Are there people in your team or life who are coasting?  I think we all have experienced this principle, that a few folks on a team do most of thew work while a larger percentage do what seems like the bare minimum to get by.  The challenge for me, as a coach, is that I am almost never interacting with the under-achievers. Instead, I am speaking to the boss or over-achieving colleague who is frustrated and feels burdened.  This may also be your experience as the boss, when your super-performing subordinates are complaining about their less ambitious colleagues.  So how can you or I make a difference in this scenario?

One of the approaches that I have used is based on the premise that people rise to the expectations we have for them.  They also descend to the expectations we have for them.  So to alter another person’s performance you may have to first deal with your own belief structure and the mental ceiling you have assumed of that individual’s potential.  I realize this isn’t the kind of magical fix that you expect. After all, if you are not the problem, why does the solution come back to you? Well, because you’re the one whose problem it has become, and you’re the one committed to altering it.  In reality, we could say that about anything, couldn’t we?  But in this case, there is some significant research that shows that when under-performing workers are provided with “stretch goals” and coaching that presumes their competence and ambition, they exceed their past performance.
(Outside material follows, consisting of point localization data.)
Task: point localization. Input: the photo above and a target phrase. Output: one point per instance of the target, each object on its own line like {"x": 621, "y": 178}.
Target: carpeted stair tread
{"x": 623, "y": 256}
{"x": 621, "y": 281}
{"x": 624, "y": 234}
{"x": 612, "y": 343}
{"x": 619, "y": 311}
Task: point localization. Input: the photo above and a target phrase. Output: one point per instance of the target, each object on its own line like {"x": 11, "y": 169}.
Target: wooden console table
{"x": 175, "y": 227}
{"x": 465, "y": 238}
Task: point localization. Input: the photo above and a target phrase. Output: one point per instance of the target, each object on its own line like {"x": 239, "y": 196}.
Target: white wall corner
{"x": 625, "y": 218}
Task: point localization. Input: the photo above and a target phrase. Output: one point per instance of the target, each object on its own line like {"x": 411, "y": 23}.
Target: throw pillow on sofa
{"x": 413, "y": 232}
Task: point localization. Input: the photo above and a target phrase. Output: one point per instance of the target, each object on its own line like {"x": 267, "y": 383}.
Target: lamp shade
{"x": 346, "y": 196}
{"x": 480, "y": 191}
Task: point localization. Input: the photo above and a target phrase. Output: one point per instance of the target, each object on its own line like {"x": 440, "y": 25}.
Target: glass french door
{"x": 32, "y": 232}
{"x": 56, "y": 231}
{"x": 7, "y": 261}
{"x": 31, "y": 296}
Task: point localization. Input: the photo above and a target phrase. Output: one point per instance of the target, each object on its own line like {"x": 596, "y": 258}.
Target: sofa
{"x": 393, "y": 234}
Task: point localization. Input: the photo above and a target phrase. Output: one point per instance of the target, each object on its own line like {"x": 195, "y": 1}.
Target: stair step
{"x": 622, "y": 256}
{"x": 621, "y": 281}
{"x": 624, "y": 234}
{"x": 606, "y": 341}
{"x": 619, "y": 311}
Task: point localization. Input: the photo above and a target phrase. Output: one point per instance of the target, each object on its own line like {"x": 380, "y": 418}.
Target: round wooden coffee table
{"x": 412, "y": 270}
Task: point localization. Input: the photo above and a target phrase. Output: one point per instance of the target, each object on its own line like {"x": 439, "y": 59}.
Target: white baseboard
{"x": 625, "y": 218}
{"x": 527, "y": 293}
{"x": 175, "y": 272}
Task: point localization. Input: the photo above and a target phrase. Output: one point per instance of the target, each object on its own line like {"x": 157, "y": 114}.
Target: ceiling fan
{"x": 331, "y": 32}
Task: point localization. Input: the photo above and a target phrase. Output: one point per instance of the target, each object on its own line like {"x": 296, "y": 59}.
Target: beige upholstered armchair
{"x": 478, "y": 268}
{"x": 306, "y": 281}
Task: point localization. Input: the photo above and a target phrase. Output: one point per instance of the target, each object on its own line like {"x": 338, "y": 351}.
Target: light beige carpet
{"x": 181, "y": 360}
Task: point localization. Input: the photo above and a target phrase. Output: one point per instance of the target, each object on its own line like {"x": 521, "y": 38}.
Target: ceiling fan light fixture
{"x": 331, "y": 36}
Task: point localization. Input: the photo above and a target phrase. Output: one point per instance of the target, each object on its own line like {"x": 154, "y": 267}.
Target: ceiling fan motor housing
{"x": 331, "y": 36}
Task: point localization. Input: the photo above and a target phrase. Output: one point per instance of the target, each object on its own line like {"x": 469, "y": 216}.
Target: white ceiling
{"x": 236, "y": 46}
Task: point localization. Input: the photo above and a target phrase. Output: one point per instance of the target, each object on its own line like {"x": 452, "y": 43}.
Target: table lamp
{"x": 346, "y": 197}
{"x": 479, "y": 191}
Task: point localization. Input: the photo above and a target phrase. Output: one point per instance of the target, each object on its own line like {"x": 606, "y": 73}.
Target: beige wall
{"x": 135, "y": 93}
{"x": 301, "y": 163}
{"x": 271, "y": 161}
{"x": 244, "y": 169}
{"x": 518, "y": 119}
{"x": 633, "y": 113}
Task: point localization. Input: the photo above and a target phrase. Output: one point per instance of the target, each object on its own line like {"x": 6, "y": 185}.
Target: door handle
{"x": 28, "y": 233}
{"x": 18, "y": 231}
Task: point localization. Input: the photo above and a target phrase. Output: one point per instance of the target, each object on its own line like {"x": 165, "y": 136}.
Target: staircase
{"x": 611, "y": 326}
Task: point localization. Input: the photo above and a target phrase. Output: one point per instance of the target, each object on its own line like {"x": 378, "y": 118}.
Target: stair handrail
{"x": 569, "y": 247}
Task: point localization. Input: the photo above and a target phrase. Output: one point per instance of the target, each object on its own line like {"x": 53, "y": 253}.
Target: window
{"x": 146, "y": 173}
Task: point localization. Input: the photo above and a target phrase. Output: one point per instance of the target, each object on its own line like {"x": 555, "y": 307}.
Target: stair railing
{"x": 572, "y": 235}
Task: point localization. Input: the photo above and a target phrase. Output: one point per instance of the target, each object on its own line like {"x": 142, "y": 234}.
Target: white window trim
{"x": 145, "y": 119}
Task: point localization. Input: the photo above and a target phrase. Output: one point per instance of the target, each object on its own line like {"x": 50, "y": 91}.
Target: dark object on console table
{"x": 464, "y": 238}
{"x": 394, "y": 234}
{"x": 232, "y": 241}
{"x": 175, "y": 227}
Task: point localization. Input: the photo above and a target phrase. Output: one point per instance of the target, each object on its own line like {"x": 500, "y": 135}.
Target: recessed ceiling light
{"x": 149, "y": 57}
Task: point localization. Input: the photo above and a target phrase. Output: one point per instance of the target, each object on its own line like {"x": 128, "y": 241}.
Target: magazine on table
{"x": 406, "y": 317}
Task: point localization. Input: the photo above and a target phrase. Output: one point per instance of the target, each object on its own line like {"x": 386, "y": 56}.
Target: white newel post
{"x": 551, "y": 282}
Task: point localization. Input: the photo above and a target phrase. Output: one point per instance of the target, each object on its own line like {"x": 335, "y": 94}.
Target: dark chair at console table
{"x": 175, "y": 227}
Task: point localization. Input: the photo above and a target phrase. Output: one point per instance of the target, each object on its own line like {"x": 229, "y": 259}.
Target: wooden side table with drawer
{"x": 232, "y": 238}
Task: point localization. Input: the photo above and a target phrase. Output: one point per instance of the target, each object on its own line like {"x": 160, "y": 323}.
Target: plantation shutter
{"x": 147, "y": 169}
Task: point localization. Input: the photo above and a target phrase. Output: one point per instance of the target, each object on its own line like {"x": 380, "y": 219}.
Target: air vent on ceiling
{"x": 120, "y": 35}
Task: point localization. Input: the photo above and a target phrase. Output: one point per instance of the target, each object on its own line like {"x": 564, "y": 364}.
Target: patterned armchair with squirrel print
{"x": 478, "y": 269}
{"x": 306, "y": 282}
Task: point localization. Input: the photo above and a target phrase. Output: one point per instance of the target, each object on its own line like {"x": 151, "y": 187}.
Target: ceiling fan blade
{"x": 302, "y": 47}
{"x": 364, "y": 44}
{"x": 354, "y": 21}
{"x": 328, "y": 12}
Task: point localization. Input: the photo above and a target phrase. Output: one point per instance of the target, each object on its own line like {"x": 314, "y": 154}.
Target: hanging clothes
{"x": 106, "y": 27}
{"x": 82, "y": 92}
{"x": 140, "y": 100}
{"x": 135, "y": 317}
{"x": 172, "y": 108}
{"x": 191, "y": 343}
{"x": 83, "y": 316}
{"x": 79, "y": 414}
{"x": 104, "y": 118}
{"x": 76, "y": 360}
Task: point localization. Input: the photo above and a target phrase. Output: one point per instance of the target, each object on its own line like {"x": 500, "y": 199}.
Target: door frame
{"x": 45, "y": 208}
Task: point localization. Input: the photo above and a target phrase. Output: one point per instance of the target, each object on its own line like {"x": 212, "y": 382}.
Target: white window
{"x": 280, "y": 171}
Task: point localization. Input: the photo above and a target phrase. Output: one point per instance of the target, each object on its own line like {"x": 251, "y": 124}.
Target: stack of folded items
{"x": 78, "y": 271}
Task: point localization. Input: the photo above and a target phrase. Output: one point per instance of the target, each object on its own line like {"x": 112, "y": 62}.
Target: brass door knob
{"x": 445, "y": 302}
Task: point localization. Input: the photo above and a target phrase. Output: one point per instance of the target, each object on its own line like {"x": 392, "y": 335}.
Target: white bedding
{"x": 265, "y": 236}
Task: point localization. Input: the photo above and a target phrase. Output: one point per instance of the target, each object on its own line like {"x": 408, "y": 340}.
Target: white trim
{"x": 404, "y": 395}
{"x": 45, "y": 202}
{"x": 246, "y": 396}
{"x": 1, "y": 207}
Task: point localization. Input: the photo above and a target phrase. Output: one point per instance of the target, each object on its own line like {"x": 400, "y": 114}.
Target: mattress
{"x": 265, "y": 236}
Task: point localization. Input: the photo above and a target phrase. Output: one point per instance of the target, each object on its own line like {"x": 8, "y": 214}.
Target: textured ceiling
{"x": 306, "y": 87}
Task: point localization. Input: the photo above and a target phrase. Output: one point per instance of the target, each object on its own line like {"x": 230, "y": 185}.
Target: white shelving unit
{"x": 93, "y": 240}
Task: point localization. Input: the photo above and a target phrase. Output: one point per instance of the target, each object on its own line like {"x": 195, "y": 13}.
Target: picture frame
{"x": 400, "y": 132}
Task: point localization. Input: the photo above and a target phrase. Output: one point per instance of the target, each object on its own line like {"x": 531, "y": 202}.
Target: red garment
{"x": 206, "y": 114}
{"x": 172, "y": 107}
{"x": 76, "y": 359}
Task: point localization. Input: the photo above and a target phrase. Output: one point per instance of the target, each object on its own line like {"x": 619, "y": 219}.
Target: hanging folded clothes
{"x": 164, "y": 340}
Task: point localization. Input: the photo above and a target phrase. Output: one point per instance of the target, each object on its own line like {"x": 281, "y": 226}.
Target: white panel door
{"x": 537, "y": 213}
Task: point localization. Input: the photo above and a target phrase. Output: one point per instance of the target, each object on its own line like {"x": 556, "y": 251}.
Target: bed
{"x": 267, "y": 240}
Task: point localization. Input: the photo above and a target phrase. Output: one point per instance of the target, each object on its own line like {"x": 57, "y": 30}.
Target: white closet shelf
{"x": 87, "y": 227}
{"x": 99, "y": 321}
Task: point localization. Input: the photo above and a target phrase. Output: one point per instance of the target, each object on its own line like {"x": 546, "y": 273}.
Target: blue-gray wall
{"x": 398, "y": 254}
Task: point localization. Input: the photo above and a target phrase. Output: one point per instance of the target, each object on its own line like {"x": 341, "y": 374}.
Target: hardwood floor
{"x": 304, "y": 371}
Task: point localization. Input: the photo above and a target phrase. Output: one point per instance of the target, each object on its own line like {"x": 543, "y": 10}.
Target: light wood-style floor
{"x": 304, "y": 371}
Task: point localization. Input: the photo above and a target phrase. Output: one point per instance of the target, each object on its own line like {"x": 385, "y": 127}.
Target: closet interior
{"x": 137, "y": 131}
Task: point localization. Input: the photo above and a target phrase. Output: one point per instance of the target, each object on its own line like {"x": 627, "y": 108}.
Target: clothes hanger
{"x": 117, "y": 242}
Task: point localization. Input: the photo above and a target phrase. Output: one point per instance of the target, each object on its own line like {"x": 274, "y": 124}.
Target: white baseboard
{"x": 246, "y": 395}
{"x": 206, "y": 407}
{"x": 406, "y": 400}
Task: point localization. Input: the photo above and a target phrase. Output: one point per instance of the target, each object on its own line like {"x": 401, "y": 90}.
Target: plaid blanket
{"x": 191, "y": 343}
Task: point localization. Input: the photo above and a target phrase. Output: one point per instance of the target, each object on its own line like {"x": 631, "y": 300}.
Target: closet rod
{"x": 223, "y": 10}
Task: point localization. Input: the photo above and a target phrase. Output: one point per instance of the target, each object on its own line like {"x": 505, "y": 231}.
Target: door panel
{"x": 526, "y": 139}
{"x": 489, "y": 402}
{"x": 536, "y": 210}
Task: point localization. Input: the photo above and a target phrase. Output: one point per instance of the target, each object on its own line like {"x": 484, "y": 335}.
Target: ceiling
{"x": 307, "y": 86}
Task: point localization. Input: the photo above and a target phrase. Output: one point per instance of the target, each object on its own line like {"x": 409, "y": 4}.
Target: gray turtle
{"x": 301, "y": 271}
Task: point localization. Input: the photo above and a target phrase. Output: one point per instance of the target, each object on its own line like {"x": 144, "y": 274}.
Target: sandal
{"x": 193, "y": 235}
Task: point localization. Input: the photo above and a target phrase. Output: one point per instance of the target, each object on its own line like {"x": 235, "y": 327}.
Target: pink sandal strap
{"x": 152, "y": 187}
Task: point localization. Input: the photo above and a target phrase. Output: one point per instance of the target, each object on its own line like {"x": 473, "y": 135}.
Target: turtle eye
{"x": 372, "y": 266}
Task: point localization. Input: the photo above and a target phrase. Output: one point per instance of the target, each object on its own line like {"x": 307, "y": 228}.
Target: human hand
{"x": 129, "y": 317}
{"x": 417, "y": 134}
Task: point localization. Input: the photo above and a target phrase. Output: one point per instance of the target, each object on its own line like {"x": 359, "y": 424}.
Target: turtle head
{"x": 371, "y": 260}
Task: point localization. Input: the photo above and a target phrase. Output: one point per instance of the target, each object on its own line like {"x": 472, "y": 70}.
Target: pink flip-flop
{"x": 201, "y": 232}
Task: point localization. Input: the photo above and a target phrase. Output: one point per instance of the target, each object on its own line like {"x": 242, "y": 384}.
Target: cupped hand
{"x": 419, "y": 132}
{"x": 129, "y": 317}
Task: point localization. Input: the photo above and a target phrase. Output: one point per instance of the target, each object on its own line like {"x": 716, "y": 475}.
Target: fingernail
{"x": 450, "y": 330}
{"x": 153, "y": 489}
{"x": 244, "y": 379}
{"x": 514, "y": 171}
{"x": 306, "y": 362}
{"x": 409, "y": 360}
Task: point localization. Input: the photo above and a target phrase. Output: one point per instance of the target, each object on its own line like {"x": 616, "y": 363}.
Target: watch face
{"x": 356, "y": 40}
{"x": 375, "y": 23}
For you, that means changing a few things involving the management of and thought process about under-performers. If you are not the supervisor , then this coaching should go to their supervisor. Create a game. A game that demands more of that person.  This is counter-intuitive, because when people under-perform we are inclined to give them less work and easier goals.  This coaching is opposite to that. Raise the bar. Assume their greatness. And tell them so.  As always, every case is difference. But the more entrenched your belief that this will not work, the more I suggest it will.  Your entrenchment is one of the reasons that it stays as it is.  So try it.  Elevate your lowest performing team member, raise the demand for them to excel, and have conversations in which you assume they are completely able and delighted to do and deliver more and better results.   Let me know how it works.